Recorded in Holland, Maston`s Tulips, for me, however conjures images of the sexy Seine. Its twangy, tremolo`d guitar accompanies romantic, wordless chanson, that itself should be accompanying young lovers in young love, hand-in-hand, strolling the left bank, swooning in the shadow of the Eiffel. Whispering “Je t`aime” to the wistful woodwinds and breezy acoustic strum. Falling head over heels to the Mireille Mathieu-esque harmonies.
The record`s harder, faster, French Ya Ya updates have those couples gyrating like tambourine-tapping go-go dancers. Shimmying to short symphonies set at drum and bass tempos. These racier moments mixing Moog-y, modular details with Library music references, in a manner similar to Stereolab`s homages to 70s space age bachelor pad muzak. Alining Maston with artists such as The Liminanas and Kit Sebastien.

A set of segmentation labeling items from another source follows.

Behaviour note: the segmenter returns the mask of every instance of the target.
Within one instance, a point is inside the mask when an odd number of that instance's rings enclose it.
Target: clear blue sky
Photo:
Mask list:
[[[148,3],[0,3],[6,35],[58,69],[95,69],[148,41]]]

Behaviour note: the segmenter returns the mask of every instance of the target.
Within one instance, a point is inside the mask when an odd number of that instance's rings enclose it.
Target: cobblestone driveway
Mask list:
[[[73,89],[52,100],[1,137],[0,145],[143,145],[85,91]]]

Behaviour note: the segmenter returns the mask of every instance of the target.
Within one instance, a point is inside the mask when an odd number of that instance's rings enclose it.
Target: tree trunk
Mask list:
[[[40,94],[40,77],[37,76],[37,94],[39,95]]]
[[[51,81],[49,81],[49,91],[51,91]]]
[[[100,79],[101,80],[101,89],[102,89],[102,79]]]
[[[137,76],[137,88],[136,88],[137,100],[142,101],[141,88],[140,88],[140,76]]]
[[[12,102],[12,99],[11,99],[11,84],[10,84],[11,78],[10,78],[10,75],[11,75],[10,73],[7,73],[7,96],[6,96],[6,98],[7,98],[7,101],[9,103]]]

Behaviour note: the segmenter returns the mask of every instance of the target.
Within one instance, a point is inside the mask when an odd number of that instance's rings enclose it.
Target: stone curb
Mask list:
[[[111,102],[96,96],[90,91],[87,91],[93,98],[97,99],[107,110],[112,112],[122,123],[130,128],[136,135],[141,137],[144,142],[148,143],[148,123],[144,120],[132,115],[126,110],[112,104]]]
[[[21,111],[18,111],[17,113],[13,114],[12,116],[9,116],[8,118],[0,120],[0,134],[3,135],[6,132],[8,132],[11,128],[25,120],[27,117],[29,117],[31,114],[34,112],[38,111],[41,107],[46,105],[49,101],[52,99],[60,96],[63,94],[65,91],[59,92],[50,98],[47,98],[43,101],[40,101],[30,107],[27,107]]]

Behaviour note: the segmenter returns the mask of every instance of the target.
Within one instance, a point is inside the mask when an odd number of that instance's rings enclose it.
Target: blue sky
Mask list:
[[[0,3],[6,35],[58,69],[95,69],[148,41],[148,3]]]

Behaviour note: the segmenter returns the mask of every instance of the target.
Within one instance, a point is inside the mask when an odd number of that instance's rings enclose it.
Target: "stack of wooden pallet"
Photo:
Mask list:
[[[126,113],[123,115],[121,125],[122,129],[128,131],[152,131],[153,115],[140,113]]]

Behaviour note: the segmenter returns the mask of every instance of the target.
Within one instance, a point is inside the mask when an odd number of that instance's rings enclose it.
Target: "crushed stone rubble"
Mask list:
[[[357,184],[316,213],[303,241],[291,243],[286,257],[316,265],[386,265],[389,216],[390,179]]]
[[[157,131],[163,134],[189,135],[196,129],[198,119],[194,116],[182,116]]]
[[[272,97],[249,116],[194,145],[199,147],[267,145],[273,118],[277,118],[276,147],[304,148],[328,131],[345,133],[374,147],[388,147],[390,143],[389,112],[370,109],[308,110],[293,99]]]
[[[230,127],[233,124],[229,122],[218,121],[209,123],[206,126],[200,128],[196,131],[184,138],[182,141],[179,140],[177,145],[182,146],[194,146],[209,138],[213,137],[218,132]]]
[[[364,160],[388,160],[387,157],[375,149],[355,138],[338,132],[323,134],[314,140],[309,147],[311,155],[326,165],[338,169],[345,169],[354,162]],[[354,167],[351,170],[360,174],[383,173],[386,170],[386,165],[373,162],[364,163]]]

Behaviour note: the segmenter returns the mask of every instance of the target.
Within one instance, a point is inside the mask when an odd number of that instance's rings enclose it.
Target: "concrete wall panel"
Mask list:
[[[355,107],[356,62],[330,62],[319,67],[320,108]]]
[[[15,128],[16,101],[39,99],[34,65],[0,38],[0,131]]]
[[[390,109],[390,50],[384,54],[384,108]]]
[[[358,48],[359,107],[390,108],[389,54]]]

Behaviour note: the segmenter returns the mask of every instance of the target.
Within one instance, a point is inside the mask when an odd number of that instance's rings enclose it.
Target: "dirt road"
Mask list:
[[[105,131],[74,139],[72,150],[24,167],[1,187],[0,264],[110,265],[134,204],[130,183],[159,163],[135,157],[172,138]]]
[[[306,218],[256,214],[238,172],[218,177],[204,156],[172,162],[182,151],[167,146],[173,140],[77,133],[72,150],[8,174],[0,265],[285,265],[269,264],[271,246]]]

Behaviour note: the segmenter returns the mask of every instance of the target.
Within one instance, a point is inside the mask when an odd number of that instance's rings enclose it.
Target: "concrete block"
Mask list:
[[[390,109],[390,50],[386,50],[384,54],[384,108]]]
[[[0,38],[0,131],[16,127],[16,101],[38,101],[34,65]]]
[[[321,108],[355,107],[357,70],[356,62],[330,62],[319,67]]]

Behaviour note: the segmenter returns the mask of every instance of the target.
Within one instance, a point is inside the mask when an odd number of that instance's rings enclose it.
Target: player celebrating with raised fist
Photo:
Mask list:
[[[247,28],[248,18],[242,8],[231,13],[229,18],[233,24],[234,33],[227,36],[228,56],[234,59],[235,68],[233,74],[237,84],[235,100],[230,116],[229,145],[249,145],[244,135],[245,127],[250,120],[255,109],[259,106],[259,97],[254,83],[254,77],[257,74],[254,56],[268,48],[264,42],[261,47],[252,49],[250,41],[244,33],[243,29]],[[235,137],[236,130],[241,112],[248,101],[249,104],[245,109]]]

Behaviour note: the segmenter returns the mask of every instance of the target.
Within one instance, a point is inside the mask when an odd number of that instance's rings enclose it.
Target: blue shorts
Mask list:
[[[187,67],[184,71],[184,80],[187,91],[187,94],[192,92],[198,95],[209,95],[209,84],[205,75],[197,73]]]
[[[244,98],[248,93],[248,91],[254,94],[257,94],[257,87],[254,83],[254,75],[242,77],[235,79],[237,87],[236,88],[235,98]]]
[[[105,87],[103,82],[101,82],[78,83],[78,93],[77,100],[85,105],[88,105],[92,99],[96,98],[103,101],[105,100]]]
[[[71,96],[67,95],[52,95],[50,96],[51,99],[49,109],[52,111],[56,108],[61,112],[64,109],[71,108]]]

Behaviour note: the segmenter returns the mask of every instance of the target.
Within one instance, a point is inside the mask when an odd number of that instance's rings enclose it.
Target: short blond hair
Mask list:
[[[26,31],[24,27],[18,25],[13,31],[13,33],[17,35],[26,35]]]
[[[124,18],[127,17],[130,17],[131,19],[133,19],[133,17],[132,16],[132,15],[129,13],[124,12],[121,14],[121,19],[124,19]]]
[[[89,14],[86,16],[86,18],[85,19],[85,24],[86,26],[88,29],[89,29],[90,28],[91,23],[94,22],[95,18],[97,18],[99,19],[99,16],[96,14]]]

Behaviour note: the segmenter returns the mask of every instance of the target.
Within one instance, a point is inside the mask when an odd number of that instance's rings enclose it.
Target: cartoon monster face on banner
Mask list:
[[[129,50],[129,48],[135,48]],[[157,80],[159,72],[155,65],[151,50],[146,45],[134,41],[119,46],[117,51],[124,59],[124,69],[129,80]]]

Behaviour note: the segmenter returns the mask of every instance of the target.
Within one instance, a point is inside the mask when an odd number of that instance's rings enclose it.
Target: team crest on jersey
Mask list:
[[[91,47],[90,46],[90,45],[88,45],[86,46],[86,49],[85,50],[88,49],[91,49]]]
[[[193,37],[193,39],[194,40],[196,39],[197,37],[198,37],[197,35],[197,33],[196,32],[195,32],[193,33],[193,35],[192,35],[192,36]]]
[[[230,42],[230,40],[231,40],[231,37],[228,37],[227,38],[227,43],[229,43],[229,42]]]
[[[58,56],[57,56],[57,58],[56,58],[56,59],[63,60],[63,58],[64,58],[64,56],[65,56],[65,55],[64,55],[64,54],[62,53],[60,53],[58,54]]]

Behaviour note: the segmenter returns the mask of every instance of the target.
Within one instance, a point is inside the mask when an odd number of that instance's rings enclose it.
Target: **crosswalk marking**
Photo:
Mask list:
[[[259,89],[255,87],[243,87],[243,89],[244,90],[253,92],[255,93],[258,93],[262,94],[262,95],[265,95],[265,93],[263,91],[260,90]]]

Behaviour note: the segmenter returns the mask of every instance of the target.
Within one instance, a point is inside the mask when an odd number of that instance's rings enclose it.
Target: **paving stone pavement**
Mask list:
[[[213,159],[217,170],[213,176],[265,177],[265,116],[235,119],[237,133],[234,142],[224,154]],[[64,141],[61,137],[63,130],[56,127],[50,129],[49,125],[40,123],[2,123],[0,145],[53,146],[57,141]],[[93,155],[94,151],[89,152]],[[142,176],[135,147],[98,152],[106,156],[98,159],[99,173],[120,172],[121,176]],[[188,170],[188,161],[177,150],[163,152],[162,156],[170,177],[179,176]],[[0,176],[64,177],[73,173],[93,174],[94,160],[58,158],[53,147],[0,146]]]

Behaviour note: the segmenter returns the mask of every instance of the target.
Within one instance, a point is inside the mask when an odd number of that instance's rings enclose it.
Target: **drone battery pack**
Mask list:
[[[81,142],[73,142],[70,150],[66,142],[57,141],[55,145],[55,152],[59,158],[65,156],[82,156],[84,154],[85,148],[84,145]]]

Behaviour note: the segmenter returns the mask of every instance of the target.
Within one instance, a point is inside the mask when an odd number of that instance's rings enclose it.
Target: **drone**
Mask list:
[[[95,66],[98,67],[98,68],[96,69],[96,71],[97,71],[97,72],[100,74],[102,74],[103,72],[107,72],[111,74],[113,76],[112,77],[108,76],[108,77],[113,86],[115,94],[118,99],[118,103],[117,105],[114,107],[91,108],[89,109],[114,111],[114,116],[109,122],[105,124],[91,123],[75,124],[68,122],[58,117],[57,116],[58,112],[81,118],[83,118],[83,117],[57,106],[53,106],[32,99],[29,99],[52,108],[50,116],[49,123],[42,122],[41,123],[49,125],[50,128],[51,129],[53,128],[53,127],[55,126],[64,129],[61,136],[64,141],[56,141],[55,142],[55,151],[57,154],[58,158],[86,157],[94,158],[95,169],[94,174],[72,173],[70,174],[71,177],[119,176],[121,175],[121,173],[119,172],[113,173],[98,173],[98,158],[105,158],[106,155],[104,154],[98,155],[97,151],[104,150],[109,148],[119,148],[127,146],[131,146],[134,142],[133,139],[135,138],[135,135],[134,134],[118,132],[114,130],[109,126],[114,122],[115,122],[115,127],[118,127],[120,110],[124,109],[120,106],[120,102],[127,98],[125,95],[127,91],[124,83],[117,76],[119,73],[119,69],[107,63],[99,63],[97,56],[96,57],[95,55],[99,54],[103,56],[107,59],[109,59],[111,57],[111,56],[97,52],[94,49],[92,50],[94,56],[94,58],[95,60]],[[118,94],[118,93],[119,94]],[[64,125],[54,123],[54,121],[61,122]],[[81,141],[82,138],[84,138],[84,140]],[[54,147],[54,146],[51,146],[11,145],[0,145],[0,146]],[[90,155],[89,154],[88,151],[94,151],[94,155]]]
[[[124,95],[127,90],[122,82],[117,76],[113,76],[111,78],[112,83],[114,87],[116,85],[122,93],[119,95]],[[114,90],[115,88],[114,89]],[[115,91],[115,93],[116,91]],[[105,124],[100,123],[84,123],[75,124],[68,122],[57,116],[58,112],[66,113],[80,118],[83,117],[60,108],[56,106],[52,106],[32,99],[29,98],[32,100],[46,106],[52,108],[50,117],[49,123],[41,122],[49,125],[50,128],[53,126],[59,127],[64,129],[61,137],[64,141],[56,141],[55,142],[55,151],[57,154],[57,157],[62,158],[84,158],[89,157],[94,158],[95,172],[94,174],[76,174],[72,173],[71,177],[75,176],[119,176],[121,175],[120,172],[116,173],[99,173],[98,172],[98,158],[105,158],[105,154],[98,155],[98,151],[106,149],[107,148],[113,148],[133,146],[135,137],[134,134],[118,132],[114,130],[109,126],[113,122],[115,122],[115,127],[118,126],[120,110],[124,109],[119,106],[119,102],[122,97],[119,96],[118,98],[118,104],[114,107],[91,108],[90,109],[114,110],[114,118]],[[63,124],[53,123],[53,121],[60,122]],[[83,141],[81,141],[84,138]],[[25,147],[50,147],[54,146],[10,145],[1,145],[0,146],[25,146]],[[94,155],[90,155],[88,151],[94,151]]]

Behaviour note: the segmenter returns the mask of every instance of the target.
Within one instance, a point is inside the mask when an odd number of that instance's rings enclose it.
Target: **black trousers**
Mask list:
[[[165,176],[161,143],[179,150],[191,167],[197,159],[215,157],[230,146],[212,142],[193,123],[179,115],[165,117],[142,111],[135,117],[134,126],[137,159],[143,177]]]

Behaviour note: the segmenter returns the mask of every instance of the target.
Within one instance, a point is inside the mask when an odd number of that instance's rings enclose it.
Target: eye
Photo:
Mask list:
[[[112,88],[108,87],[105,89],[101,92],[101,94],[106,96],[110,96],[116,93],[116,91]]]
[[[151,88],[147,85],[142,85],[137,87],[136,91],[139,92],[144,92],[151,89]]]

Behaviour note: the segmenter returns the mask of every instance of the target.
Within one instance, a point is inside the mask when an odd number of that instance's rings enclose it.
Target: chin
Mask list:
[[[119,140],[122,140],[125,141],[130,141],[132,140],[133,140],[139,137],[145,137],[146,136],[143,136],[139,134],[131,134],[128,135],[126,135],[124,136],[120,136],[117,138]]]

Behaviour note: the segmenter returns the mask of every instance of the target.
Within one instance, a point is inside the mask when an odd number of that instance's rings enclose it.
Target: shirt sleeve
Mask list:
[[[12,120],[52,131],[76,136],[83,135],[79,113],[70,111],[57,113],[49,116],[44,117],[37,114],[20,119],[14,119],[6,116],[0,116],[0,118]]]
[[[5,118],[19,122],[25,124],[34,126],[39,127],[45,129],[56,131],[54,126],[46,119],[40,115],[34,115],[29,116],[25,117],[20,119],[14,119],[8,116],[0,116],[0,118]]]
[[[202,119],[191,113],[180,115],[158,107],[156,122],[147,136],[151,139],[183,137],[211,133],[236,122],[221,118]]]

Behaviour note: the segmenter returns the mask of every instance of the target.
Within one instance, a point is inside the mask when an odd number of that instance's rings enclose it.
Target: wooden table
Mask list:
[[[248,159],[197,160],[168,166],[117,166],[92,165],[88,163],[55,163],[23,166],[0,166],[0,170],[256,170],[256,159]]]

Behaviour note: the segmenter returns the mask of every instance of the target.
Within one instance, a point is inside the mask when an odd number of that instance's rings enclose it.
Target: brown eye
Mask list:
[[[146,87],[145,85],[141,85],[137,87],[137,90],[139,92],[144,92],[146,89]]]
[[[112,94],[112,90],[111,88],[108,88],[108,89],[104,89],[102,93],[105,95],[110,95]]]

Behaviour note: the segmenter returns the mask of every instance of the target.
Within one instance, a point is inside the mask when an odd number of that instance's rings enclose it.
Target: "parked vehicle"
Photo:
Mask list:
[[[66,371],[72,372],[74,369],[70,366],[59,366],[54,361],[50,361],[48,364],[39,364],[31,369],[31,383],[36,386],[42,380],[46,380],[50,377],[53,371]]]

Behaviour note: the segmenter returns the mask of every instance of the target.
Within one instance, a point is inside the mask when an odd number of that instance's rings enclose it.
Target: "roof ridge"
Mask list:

Theremins sing odes to the swinging `60s – transporting me to Carnaby Street -Blossom Dearie loving London in the rain. Sending images of Mary Quant, Twiggy and Penelope Tree – mini-dresses and thigh-length kinky boots – break-dancing with Broadcast. Its themes reminding me of a childhood sat in front of the goggle-box. Monochrome Saturday mornings spent with with dashing flashing blades and oh, White Horses. Remembering the poignant harpsichord and organ patterns that played as the credits to The Persuaders, and Randall & Hopkirk (Deceased) rolled. Maston`s compositions rivaling contemporary classics – such as Greg Foat`s Girl With Robot And Flowers – and as well as those of giants like John Barry and Edwin Astley. It`s a sound so authentic that you’d be super hard pushed to distinguish Tulips from a vintage KPM original.
You can order a copy of Maston`s Tulips directly from Be With Records. Pressed at 45, I can’t wait to pick up the vinyl and give it a spin at 33 – apparently its pretty trippy.